Lord Macclesfield, they said, was known for his resistance to trespassers, but they accused him of trespassing himself on land to which they had ancestral rights. After setting up camp, a deputation tramped across two miles of open downland and crossed the moat and drawbridge of Earl Macclesfield's home to seek an interview.
He declined, informing the activists that they would be removed in due course.
Yesterday's action was the latest in a series of protests by the campaign, which was launched last month when 400 people trespassed on St George's Hill, the Surrey enclave of the very rich and the original site of the 17th-century Diggers movement for land rights, led by Gerrard Winstanley.
They moved in with a military-style convoy of about 30 vehicles and took over part of a golf course.
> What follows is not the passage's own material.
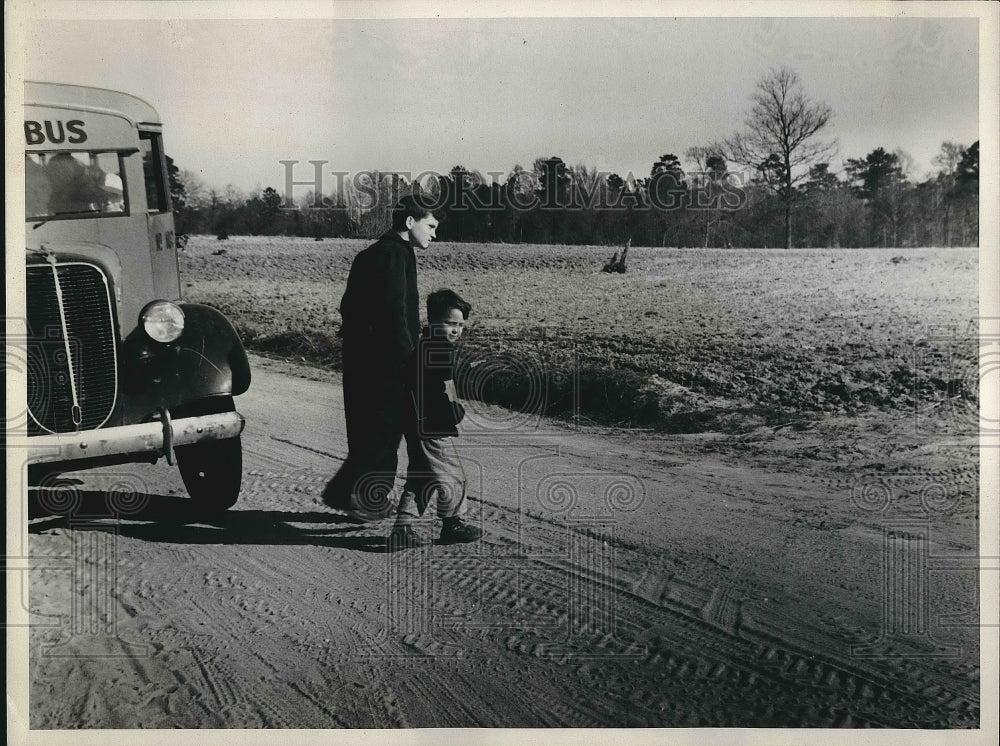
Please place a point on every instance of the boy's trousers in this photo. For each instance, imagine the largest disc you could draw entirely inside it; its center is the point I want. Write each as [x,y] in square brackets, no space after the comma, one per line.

The occupation, which lasted a week on the site, attracted widespread media attention.
The aims of the group are to highlight their land-use charter, which aims to give ordinary people a say in how fundamental resources are used.
They also want a universal right of access to uncultivated areas of Britain for people to walk and camp freely, planning laws that reflect local needs for innovative uses of old industrial sites in the cities and new common spaces.
Mr Monbiot said yesterday: "It is not we who are trespassing but the Earl of Macclesfield. He has trespassed against our God-given right to enjoy the gifts that nature has bestowed."
The Earl of Macclesfield was not available for comment.